Rarely although but it does happen, that we can prove that at a workplace they treat Roma workers differently than his non-Roma co-workers without undercover testing. Since most workplaces do not hire people every day – which is needed for us to be able to carry out testing – we have to be really thorough in searching for other evidence. This other evidence is primarily made up of different testimonies, and perhaps existing official documents (labour contracts, employer’s instruction, perhaps the copy of the complaint previously handed in by the employee, minutes, etc).

 

Our client R. Ibolya worked for an association for nearly seven years as an employment and social advisor. Her employer usually provided her with a short, but fixed term contract, but on 31 January 2003, her contract was no longer extended. She was the single employee at the association with a Roma origin. Although her colleagues worked with fixed term contracts as well, the association allways  hired them for a one year period, despite the fact that they preformed the same work under the same title.
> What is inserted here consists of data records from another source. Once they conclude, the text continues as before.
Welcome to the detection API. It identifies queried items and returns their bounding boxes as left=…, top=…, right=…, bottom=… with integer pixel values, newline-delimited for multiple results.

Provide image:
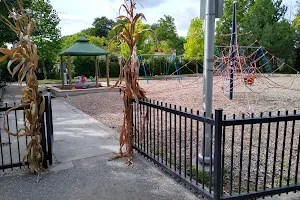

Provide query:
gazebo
left=59, top=37, right=109, bottom=89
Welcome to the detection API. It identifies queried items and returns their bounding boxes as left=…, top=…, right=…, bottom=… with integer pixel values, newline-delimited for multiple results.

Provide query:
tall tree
left=93, top=17, right=114, bottom=37
left=0, top=0, right=31, bottom=46
left=155, top=15, right=177, bottom=45
left=120, top=20, right=154, bottom=58
left=184, top=17, right=204, bottom=73
left=242, top=0, right=294, bottom=59
left=216, top=0, right=255, bottom=45
left=30, top=0, right=61, bottom=79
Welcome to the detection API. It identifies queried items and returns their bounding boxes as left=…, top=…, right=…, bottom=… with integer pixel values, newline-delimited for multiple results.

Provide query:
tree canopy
left=184, top=17, right=204, bottom=60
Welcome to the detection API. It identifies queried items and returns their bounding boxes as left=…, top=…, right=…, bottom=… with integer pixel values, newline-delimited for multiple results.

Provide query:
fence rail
left=0, top=96, right=53, bottom=172
left=133, top=99, right=300, bottom=199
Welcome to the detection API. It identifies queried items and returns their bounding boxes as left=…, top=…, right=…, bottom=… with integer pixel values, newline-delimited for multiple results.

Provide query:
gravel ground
left=72, top=76, right=300, bottom=192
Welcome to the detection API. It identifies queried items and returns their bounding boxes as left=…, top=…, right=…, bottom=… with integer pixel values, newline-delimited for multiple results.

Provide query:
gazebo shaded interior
left=59, top=37, right=109, bottom=89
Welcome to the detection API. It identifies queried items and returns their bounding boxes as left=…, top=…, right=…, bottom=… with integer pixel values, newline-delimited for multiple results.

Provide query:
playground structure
left=139, top=1, right=300, bottom=116
left=138, top=50, right=182, bottom=84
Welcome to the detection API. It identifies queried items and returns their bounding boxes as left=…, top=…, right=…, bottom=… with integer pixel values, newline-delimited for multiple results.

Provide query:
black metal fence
left=0, top=96, right=53, bottom=172
left=133, top=99, right=300, bottom=199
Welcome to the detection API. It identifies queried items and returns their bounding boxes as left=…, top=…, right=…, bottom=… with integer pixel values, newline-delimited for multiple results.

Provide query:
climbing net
left=214, top=35, right=300, bottom=115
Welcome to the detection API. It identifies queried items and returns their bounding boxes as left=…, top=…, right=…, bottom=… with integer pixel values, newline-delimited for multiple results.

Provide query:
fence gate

The claimant has also informed us that during her employment, her supervisor provided her with less favourable conditions to work under than her colleagues. For examle, she was the only employee at the workplace, who was not given a key to the work premises, therefore – regardless of  how much work she had to do on a given day – she could not enter her office early enough to start working. She had to wait on the street until one of her colleagues arrived. If none of her colleagues went to work, she could not work eighter, since she was not allowed to stay inside the premises alone. Despite this fact, she was required to fulfil the norms set for her by the association. She could only solve this problem, by receiving  her clients at her home, using her own telephone line for work related purposes. Her employer did not reimburse her for these expenses. She was prohibited to receive some of her clients in her office and was required to see them in the corridor. This restriction applied to Roma, who represented the majority of her clients. Her supervisor also prohibited her to talk to Roma clients in their mother tongues, and had warned her  several times when she violated this regulation. The woman has made a number of verbal complaints to the head of the local Roma council and the mayor of the town with regards to the less favourable working conditions that she alone  was subjected to within the association. The head of the local Roma council attempted personally several times to hold reconciliation talks with the supervisor for and on behalf of the claimant.

 

In the case of R. Ibolya, when the different piece of evidence were juxtaposed and examined, it became evident that she was treated completely differently than her non-Roma colleagues: her contract was valid for a shorter period of time, she could not stay in the office alone, she had to see her Roma clients in the hallway and she was the only person who had no keys to the office. Her statements were verified by her colleagues and former Roma clients. As she has already turned to several forums, several times about her mistreatment, she also had indirect witnesses. We initiated legal action, which ended with the respondent company offering a settlement. We will come back to this settlement later on in this study.